Following the papers of Cantore and Levine (2009) and Klump et al. (2012) regarding dimensionless parameters, I wondered if the reparametrization or normalization of functions is also needed in CES where inputs have the same measurement units. If it does not, the distribution parameters can be considered as budget share parameters, while they are not in a CES functions that does not verify the dimension homogeneity (and need to be reparametrized in that case).

I believe that the point of the authors apply to CES where the inputs are not of the same units, such as capital and labor.

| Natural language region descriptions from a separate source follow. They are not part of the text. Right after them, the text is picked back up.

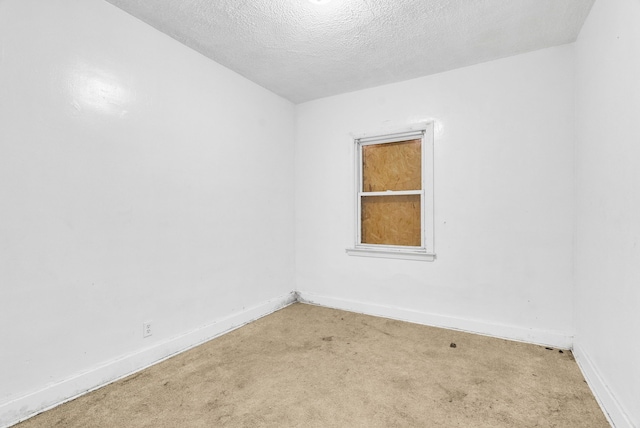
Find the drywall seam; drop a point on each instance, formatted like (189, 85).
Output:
(606, 399)
(557, 339)
(50, 396)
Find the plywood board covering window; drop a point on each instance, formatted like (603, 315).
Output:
(394, 194)
(392, 166)
(391, 220)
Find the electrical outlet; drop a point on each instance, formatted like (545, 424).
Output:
(146, 329)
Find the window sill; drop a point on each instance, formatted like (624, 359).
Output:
(391, 254)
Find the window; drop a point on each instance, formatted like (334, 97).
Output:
(394, 194)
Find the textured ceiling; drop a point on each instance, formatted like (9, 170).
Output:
(303, 51)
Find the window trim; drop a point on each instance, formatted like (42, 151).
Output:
(425, 251)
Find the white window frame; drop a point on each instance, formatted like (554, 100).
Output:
(425, 251)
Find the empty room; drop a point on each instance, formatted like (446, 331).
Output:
(320, 213)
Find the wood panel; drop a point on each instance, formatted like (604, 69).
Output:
(391, 220)
(392, 166)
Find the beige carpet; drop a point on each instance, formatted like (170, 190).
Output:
(307, 366)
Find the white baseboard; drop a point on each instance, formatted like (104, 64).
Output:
(608, 403)
(556, 339)
(36, 402)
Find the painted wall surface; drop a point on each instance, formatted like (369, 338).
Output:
(503, 204)
(138, 181)
(607, 256)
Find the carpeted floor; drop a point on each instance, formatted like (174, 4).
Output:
(307, 366)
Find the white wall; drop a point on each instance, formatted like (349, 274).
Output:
(607, 255)
(503, 185)
(138, 181)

Thank you in advance :slight_smile:

The point of these papers is that you need should carefully parameterize these models and need to be extra careful when doing comparative statics that may affect the steady state. The problem persists even with the same measurement units. You can see this in Cantore/Levine (2012), equations (6-7). The parameters change also in the exponent.

Ok just read De Jong’s paper. I think the normalization is easier to implement to have a dimensionless system.

But if I normalize the CES production and consumption functions, I should also normalize all the budget equations by dividing variables by their SS value, right @jpfeifer ? (government and households’ budget constraints)

Thank you

I am not sure I understand the problem. The usual approach is to leave the budget constraints unchanged but choose the “share parameters” to actually match the respective shares. You might find Appendix A.3 of
https://www.econometricsociety.org/publications/quantitative-economics/2021/05/01/Uncertaintydriven-business-cycles-Assessing-the-markup-channel
helpful.

Thank you, indeed helpful @jpfeifer .

If I follow Klump et al. (2012)'s normalized function, in the production funtion, Y(t), K(t) and L(t) are dived by their steady state values Y0, K0, L0. I just wondered if I had to do the same thing to every variable in the module or occurence of Y, K and L, even in the budget constraints: in the budget constraint of households the rental rate rK(t) becomes rK(t)/K0.

I’ll stick to just normalizing the CES functions only in the model, following your paper.

Thanks

No, the normalization is about the production function, not the whole model.